Leonard Mak, Founder at LM Studio shares his perspectives with us.


What should the relationship between the academia and the industry be? How are we able to bridge the gap between what the academia is producing and what the industry is demanding (skills/traits/attitude, etc.)?

Bridging these two has always been a challenge as the students will never know where they could land a job, and the type of projects they will be handling. In general, skills could always be honed overtime, but the question is how long would that be? Attitude is a great deal in terms of coping with what the industry requires. I believe there is also a need for the industry to understand the academia process before over-expecting of the students. Firstly we would need to see what translates to value to a company, the efficiency, street-smartness, ability to manage time, people and gauge self-performance.. many more. If a company requires a particular set of skills, they will make sure the employee will have to master within a fixed amount of time, that boils back down to the learning ability, hunger and initiative of the employee. We often focus more on commitment and then only competence. Commitment represents their commitment to themselves in growing, making an impact in the company and thus their career. This translates to realizing their necessary competence to reach that level. It would be great if there could be a platform to create more conversations between the industry and academic.

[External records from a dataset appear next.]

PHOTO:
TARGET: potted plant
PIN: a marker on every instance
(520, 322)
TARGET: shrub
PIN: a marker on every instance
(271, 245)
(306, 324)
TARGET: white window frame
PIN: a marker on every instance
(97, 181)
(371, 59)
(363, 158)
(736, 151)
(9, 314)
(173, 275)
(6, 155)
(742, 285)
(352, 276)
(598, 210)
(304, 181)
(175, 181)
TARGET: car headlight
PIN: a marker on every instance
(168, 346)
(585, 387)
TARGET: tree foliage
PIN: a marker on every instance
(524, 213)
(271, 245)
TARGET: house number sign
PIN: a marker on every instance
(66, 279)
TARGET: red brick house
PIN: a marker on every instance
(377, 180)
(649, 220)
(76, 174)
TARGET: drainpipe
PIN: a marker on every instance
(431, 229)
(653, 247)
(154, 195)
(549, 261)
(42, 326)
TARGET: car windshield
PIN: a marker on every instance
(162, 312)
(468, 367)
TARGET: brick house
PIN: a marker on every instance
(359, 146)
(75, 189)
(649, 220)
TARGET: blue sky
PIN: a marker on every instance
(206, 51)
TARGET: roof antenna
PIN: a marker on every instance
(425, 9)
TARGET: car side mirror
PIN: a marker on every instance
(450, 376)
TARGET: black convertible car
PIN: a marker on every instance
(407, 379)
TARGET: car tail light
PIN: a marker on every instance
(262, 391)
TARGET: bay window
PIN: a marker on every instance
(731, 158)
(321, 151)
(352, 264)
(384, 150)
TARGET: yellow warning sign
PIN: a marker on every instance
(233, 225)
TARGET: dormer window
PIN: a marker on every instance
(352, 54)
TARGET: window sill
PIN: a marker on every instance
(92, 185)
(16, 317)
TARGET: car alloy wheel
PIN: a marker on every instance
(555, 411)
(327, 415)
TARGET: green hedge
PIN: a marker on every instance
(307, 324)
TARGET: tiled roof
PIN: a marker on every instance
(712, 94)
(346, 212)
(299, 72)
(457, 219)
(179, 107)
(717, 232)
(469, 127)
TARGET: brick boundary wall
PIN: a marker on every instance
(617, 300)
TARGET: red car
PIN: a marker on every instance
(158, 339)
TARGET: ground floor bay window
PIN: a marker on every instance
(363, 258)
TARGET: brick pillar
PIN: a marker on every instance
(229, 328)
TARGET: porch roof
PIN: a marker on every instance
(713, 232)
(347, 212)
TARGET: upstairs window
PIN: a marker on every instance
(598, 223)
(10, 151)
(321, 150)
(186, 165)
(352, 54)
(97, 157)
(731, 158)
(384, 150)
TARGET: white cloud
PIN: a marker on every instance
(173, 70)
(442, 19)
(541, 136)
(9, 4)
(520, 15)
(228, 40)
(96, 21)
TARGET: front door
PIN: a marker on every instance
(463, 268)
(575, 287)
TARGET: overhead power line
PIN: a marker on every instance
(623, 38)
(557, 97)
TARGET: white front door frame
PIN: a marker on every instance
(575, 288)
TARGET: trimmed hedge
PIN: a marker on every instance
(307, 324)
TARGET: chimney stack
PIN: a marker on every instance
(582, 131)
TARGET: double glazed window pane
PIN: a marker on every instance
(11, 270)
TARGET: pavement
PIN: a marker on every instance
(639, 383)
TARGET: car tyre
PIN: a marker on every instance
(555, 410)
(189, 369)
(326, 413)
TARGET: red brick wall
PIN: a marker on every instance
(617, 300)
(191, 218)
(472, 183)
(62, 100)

What does “multidisciplinary” mean to you? In your practice/industry, do you think it is more important to be a “generalist” or a “specialist”, and why?

We are still a very young company, having now going through the trying times of COVID-19, we came to realise the adaptability of the company is extremely important. I wouldn’t say we’re generalist as of sort, but it allows greater opportunities to explore fields and experiment things. Pivoting within the industry in terms of business model makes easier. The more variant in feedback loop, the quicker we learn. A specialist has its perks too, they are extremely focus, and focused in creating the best there is in the market. It is a niche where students can learn a whole lot from just one typology.

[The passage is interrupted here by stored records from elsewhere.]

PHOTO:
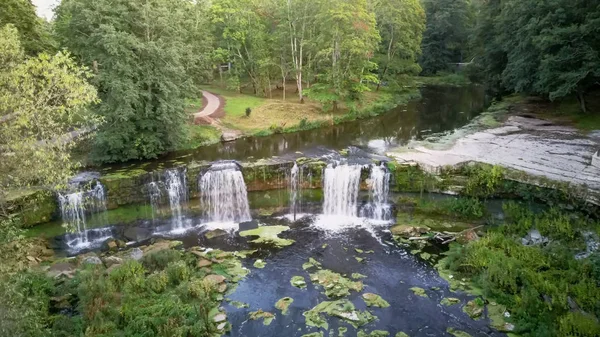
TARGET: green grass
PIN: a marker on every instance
(235, 103)
(199, 135)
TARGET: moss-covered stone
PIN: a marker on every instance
(284, 304)
(335, 285)
(268, 235)
(267, 317)
(419, 291)
(374, 300)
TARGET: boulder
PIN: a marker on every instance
(408, 231)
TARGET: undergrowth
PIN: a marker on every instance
(547, 291)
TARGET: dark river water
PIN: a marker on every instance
(440, 109)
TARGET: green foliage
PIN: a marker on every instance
(42, 99)
(483, 180)
(542, 47)
(34, 32)
(143, 53)
(538, 284)
(445, 38)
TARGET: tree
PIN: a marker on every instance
(143, 54)
(34, 32)
(401, 24)
(42, 99)
(346, 42)
(547, 47)
(446, 33)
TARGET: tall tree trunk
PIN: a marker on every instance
(581, 99)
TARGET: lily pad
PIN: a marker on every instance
(374, 333)
(312, 263)
(342, 309)
(260, 264)
(268, 235)
(267, 317)
(357, 276)
(457, 333)
(284, 304)
(448, 301)
(335, 285)
(298, 282)
(374, 300)
(419, 291)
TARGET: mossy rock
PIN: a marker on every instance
(374, 300)
(335, 285)
(419, 291)
(298, 282)
(284, 304)
(267, 317)
(457, 333)
(268, 235)
(448, 301)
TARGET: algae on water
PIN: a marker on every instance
(268, 235)
(374, 300)
(298, 282)
(284, 304)
(267, 317)
(335, 285)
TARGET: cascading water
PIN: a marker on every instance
(176, 186)
(76, 206)
(295, 191)
(379, 188)
(223, 194)
(341, 185)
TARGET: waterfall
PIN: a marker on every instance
(176, 185)
(379, 188)
(341, 185)
(295, 191)
(74, 208)
(172, 184)
(223, 194)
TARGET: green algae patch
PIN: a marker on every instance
(457, 333)
(419, 291)
(312, 263)
(374, 300)
(284, 304)
(267, 317)
(374, 333)
(239, 304)
(335, 285)
(314, 334)
(342, 309)
(448, 301)
(260, 264)
(268, 235)
(298, 282)
(358, 276)
(474, 308)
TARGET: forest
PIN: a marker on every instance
(115, 82)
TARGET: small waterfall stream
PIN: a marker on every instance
(378, 207)
(173, 185)
(223, 194)
(76, 206)
(341, 185)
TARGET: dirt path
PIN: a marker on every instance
(210, 114)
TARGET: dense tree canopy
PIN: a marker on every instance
(34, 32)
(549, 47)
(144, 56)
(41, 100)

How has your industry incorporated ethical practices, if there are any? Do you think ethical responsibilities fall on the shoulders of the artist/designers or the client, or both?

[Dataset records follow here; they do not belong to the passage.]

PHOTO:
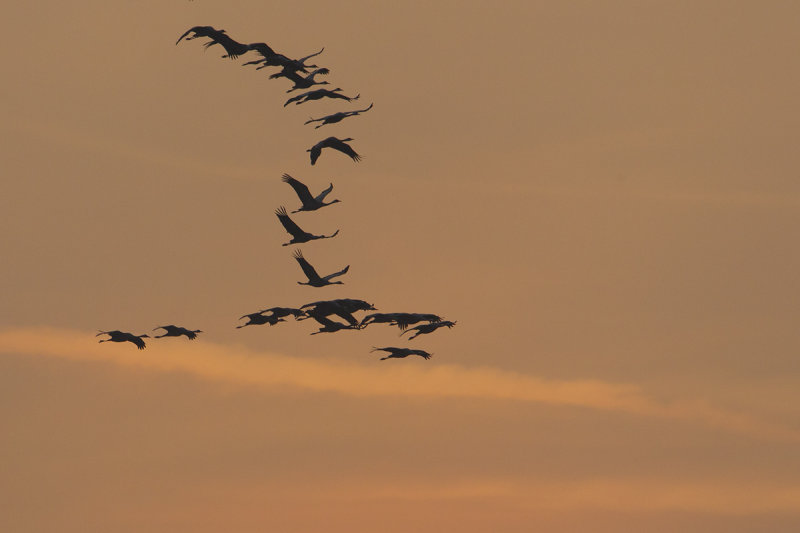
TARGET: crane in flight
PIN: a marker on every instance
(314, 279)
(124, 336)
(335, 143)
(310, 203)
(337, 117)
(427, 328)
(298, 235)
(399, 353)
(318, 94)
(177, 331)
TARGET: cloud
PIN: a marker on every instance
(237, 364)
(617, 494)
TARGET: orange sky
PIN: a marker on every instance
(603, 195)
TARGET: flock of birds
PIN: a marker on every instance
(299, 72)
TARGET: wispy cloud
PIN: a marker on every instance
(617, 494)
(237, 364)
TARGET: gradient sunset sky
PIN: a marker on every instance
(604, 195)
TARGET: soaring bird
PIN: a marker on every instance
(310, 203)
(428, 328)
(318, 94)
(335, 143)
(257, 319)
(330, 326)
(123, 336)
(177, 331)
(399, 353)
(270, 58)
(200, 31)
(343, 307)
(378, 318)
(233, 48)
(298, 236)
(401, 320)
(336, 117)
(301, 82)
(314, 279)
(279, 312)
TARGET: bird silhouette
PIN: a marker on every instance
(427, 328)
(318, 94)
(279, 312)
(200, 31)
(310, 203)
(298, 235)
(330, 326)
(257, 319)
(123, 336)
(233, 48)
(301, 82)
(336, 117)
(314, 279)
(399, 353)
(335, 143)
(401, 320)
(270, 58)
(177, 331)
(343, 308)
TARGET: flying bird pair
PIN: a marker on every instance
(169, 331)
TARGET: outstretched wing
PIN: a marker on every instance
(337, 274)
(345, 149)
(263, 49)
(304, 59)
(321, 196)
(315, 152)
(293, 229)
(300, 188)
(137, 341)
(308, 270)
(294, 99)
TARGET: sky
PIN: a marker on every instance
(602, 195)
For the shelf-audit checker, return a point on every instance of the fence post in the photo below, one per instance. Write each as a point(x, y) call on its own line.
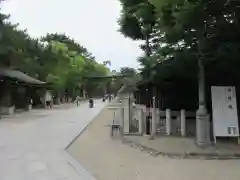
point(153, 133)
point(168, 122)
point(183, 122)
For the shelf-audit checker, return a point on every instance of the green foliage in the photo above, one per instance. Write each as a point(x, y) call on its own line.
point(55, 58)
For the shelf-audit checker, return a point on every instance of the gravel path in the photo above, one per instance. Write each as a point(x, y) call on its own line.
point(109, 159)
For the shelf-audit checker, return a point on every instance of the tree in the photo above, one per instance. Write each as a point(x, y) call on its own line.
point(56, 58)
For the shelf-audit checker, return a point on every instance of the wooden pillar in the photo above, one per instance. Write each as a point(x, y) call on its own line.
point(183, 122)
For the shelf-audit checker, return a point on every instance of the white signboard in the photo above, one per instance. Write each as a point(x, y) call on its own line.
point(224, 105)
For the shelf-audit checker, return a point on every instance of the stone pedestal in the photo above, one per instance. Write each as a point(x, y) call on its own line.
point(168, 122)
point(183, 122)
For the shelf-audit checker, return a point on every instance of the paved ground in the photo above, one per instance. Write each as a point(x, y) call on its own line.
point(32, 144)
point(109, 159)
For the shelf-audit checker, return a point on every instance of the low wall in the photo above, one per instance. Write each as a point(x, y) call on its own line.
point(7, 110)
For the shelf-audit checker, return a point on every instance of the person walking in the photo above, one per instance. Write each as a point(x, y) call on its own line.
point(78, 100)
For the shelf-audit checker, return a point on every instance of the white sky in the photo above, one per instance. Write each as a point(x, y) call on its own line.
point(92, 23)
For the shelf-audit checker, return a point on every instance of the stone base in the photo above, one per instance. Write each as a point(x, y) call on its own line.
point(179, 147)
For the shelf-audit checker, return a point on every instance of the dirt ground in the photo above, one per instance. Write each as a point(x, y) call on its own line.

Ethical practices start from us as designers in communicating, guiding and educating our clients. Be it price, knowledge, management and expectation of one another. That is extremely important to first create a boundary of roles and responsibilities to establish a streamlined process in a project. We first target to deal with clients from an educative point of view rather than selling them what we have. We feel that informed clients tend to provide a greater clientele relationship thus benchmarking an expectation of a project.


Are the nature of awards and competitions still relevant today and why?

It definitely is. However, often awards and competitions are tied to monetary benefits of some of the organizers. Either through magazine exposures to “obtain” an entry to awards or several other marketing methods. It is conflicting at times from our point of view as creators. It contradicts the idea of certain awards. Competitions are healthy and extremely rare to find in Malaysia. We are also thinking of organizing more competitions, opened to young working designers and students, to cultivate creativity despite soaking ourselves in the mundane industry. Currently during COVID lock down, we also do internal competitions to spark new ideas and concepts. It would be great if we could create a new platform for design conversations. I believe many out there working would like to be in touch with academia- and that is also part of our company’s road map.


What do you think is important for the arts practitioners/designers of the future to think about and challenge?

The idea of conveying great ideas should not be limited to course structure or any form of body/organisation that governs the “standards” of the academic field.
It is extremely important to consider the potential of what design could alter the future of our cities. Study sustainability, well-being in design, thought evoking spaces, urban contexts, place-making etc. It would be great to cultivate an idea in students to potentially change our society and cities!